AAA study finds vehicle ownership less expensive
LAS CRUCES – A new AAA analysis shows “ride-hailing” services are less cost-effective than vehicle ownership for city dwellers.
According to the AAA Foundation for Traffic Safety, the average driver in an urban area — the only setting in which using these services are a practical full-time transportation option — drives 10,841 miles per year. While urban drivers travel fewer miles than those living in smaller towns or rural areas, relying on ride-hailing services as a primary mode of transportation would cost $20,118 annually. This equates to more than twice the cost of owning a personal vehicle, even when factoring in the expense of fuel, insurance, parking and the vehicle itself, according to AAA.
“Whether you own a vehicle or not, ride-hailing services are a convenient transportation option,” said John Nielsen, AAA managing director, Automotive Engineering and Repair, said in a news release. “However, with the average American city-dweller driving nearly 11,000 miles per year, a personal vehicle is still the more cost-effective choice.”

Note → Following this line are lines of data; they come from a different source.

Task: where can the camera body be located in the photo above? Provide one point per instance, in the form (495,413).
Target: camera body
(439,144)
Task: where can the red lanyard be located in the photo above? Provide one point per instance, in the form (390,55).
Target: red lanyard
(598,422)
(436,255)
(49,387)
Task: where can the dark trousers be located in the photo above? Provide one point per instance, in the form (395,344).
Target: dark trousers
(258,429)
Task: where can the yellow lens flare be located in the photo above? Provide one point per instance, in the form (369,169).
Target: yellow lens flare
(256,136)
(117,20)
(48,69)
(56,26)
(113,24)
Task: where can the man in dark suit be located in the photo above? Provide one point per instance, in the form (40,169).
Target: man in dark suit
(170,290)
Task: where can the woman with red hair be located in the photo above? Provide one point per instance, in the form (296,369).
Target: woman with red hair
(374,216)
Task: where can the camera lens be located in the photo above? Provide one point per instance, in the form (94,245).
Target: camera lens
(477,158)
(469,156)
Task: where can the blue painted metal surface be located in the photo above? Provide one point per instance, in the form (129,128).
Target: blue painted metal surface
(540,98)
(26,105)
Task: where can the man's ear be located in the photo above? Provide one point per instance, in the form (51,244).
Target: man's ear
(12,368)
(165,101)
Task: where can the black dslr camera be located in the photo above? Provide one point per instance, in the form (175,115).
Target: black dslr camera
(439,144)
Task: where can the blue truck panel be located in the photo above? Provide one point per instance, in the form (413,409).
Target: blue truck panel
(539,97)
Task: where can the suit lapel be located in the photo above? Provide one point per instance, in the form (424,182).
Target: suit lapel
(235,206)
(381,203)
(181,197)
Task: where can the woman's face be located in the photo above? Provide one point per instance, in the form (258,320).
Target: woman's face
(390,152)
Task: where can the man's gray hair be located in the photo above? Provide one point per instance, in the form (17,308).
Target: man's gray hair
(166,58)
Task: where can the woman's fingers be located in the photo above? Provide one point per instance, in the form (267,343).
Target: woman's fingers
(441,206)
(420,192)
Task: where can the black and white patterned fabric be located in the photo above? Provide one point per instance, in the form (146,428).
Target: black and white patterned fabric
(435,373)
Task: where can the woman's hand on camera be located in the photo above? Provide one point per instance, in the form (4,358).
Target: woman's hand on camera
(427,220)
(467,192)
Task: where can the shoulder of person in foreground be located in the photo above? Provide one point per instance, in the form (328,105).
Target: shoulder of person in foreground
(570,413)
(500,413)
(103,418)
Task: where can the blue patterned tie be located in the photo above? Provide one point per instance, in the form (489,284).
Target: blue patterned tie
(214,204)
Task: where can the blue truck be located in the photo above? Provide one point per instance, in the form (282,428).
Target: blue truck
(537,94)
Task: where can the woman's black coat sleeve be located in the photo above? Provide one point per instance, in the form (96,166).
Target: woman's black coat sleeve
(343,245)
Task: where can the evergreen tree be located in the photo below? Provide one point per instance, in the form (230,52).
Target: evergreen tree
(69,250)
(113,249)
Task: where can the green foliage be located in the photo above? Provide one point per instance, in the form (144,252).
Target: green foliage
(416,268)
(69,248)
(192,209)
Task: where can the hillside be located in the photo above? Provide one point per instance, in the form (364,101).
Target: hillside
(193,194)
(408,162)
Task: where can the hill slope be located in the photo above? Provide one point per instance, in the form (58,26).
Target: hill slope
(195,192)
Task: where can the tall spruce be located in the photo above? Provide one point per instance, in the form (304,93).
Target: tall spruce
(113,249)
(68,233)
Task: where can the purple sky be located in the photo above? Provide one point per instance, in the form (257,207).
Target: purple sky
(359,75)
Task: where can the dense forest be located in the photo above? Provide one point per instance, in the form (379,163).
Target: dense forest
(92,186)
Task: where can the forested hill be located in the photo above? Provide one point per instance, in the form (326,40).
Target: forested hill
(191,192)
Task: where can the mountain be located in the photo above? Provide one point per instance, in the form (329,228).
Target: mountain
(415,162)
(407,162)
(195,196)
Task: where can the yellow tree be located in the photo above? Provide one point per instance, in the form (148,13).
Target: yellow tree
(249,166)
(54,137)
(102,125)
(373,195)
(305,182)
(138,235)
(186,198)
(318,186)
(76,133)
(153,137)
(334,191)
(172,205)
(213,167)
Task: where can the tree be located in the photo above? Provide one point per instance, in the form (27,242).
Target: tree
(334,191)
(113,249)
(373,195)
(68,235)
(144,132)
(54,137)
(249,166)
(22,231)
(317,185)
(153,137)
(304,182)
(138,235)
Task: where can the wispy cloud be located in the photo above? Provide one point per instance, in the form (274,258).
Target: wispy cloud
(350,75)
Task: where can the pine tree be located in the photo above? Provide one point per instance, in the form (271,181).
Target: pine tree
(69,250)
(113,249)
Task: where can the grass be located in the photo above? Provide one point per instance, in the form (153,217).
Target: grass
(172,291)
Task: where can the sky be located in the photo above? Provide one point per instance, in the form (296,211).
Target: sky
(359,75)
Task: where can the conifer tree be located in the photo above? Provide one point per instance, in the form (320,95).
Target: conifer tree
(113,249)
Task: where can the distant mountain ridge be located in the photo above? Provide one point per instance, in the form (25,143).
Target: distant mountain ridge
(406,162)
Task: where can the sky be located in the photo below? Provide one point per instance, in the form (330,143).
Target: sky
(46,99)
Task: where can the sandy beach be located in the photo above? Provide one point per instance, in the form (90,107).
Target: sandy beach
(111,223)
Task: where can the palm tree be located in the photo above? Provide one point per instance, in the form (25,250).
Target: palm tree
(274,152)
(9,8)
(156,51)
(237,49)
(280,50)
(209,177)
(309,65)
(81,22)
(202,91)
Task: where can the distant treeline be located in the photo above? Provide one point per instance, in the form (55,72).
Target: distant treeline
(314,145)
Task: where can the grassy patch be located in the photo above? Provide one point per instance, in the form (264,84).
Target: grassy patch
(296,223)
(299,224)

For the study, AAA analyzed the costs of ride-hailing services (including the use of an occasional rental car) in 20 major urban areas. Based on the average number of miles traveled by city-dwellers, annual ride-hailing costs are as follows:
- – Austin: $19,821
- – Dallas: $16,944
- – Denver: $20,434
- – Los Angeles: $17,951
- – New York City: $21,279
- – Phoenix: $17,436
- – San Diego: $17,316
- – Washington, D.C.: $21,093
According to data from AAA’s annual Your Driving Costs study, the average annual cost to own and operate a new vehicle — the costliest form of vehicle ownership — is $7,321 for 10,841 miles of travel annually.
Understanding that parking costs can be a major ownership expense for those living in urban areas, AAA also analyzed the costs of flat-rate parking per year, which ranges from $706 (Phoenix) to $8,088 (New York), with an average cost of $2,728.
For drivers with access to free parking, relying on ride-hailing services is nearly three times more expensive than vehicle ownership in these cities, the study found.